The interactive nature of the exhibit presented some challenges for the team. They wanted to make sure everything could run on its own, but it was more complex than a video projection. “We had to make sure the software communication with the central computer worked properly and there were no glitches in the system,” says Dr. Farahi. The interactive station with the 3-D models of larvae combined a camera and objects printed with QR codes, which had never been done in the Innovation Space. Dr. Farahi also wanted to make sure future students and faculty could benefit from her experience and created a GitHub for their future use. “Part of the challenge was really to set up the system not just for the exhibition but for future explorations of interactive experience design,” she says.

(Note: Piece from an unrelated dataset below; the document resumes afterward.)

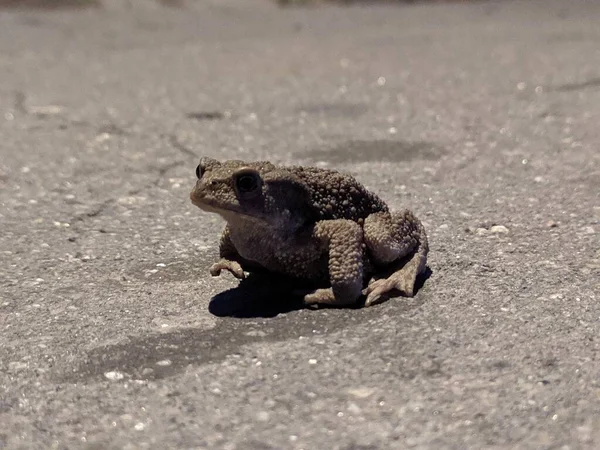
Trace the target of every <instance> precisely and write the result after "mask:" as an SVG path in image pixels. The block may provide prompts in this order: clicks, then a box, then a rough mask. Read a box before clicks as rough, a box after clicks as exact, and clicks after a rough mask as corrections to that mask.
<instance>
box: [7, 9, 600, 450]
mask: <svg viewBox="0 0 600 450" xmlns="http://www.w3.org/2000/svg"><path fill="white" fill-rule="evenodd" d="M127 5H128V6H127ZM598 23H600V6H598V4H597V2H591V1H570V2H564V1H554V0H552V1H548V0H543V1H542V0H539V1H536V0H533V1H507V2H476V3H468V4H467V3H459V4H435V5H432V4H419V5H408V6H407V5H403V6H398V5H387V6H386V5H384V6H372V7H368V8H364V7H360V6H352V7H335V6H328V7H322V8H287V9H281V8H278V7H277V6H276V5H274V4H273V3H272V2H264V1H258V0H219V1H217V0H213V1H205V2H196V3H193V2H192V3H190V4H188V5H187V6H185V5H184V6H182V7H177V6H174V7H173V6H172V7H165V6H159V5H157V4H155V3H151V2H145V1H144V2H142V1H140V2H136V1H131V2H115V3H105V6H104V7H102V8H91V9H86V10H80V11H74V10H59V11H43V10H36V11H32V10H22V11H19V10H10V11H6V10H3V11H0V112H1V115H0V136H1V139H0V158H1V159H0V205H1V209H0V221H1V230H2V232H1V234H0V251H1V260H2V263H1V265H0V286H1V291H0V295H1V298H0V329H1V334H0V369H1V370H0V448H1V449H2V450H5V449H50V448H53V449H79V448H82V449H166V448H185V449H228V450H234V449H248V450H259V449H260V450H264V449H339V450H373V449H389V448H393V449H406V448H416V449H465V448H473V449H481V448H487V449H500V448H502V449H506V448H519V449H595V448H599V447H600V286H599V283H600V274H599V271H600V198H599V192H600V127H599V126H598V125H599V124H600V28H598ZM200 155H207V156H212V157H217V158H242V159H244V158H247V159H257V158H266V159H270V160H272V161H274V162H277V163H294V164H317V165H320V166H324V167H331V168H337V169H340V170H344V171H348V172H350V173H352V174H354V175H356V176H357V177H358V179H359V180H361V181H362V182H364V184H366V185H367V186H368V187H370V188H371V189H373V190H374V191H376V192H377V193H378V194H380V195H381V196H382V197H383V198H384V199H385V200H386V201H387V202H389V204H390V205H391V206H392V207H394V208H396V209H399V208H403V207H409V208H411V209H413V210H414V211H415V213H416V214H417V215H418V216H419V217H420V218H421V219H422V220H423V221H424V223H425V225H426V227H427V230H428V232H429V236H430V242H431V253H430V260H429V267H430V270H431V273H430V275H429V278H428V279H426V280H421V282H422V284H423V286H422V287H421V289H420V290H419V292H418V293H417V295H416V296H415V297H414V298H412V299H406V298H395V299H392V300H390V301H388V302H387V303H385V304H382V305H379V306H376V307H373V308H369V309H362V310H360V309H349V310H337V309H328V310H317V311H312V310H306V309H300V308H299V307H298V304H297V302H296V301H295V300H294V298H293V297H292V296H291V294H290V292H289V287H288V286H286V285H285V284H282V283H280V284H278V283H277V280H266V281H265V280H249V281H248V282H247V283H244V285H242V286H241V287H237V282H236V281H235V280H234V279H233V277H228V276H223V277H220V278H214V279H213V278H211V277H210V276H209V274H208V272H207V268H208V266H209V265H210V264H211V263H212V262H213V261H214V260H215V258H216V256H217V242H218V236H219V233H220V230H221V227H222V223H221V222H220V221H219V220H218V219H217V218H216V217H213V216H211V215H207V214H203V213H202V212H201V211H199V210H198V209H197V208H194V207H193V206H192V205H191V203H190V202H189V199H188V193H189V191H190V189H191V187H192V184H193V183H194V178H195V176H194V169H195V165H196V163H197V161H198V159H199V157H200Z"/></svg>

CSULB students from all three disciplines were involved in the development and execution of the project. Students taking Dr. Farahi’s Design of User Experience course were asked to design an immersive experience that highlights the crisis facing ocean life, and their concepts and ideas helped the co-PIs plan their exhibition. Dr. Farahi’s students were also involved in designing the larval models and printing them on the 3-D printers at the Innovation Space. Engineering students worked with Dr. Ahrar to simulate and visualize the fluid dynamics affecting the larvae. Finally, Dr. Pace’s marine biology students looked after the live organisms both in the laboratory and in the exhibit space. “I was amazed at the way the students were showing up in the exhibition. They were communicating with the audience, and they were so happy and excited because all of a sudden they were immersed in something that usually they study under a microscope,” says Dr. Farahi. “They took charge as though it was their own project, and that was very satisfying,” she adds.

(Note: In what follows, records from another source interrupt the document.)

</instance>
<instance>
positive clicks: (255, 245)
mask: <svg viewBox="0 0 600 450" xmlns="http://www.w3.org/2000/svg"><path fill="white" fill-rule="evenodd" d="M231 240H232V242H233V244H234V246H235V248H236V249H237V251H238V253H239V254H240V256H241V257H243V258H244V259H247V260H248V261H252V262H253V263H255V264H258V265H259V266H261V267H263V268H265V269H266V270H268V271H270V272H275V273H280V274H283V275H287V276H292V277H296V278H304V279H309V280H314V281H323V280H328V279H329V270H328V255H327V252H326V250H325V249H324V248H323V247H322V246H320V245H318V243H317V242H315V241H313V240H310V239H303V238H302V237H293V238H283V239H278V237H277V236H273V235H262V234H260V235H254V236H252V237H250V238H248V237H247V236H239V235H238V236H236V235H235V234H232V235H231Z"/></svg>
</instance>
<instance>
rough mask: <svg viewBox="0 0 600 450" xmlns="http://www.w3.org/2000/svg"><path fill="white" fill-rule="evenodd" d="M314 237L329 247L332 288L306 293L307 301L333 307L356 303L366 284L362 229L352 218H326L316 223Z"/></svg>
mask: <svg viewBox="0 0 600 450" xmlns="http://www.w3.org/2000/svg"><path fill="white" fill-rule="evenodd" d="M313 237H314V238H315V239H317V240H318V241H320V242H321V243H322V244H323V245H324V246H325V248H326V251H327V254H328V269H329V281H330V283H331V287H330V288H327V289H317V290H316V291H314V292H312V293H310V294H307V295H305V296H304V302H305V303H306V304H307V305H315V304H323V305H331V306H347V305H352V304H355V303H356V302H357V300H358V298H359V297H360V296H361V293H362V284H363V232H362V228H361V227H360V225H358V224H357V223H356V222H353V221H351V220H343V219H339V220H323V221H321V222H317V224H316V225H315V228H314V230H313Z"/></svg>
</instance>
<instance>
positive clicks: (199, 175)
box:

Dr. Farahi regards cross-disciplinary involvement as a rewarding outcome of the project and an important motivator for future efforts. “I think we are at a new era when the boundaries between different disciplines are more than ever blurring, and I think this is an amazing opportunity for growth, for innovation,” says Dr. Farahi. “It’s always comfortable to stay in your own disciplinary way of doing things, but I say the thing is to be open and curious, and to be uncomfortable at times. Because that’s where true innovation happens.”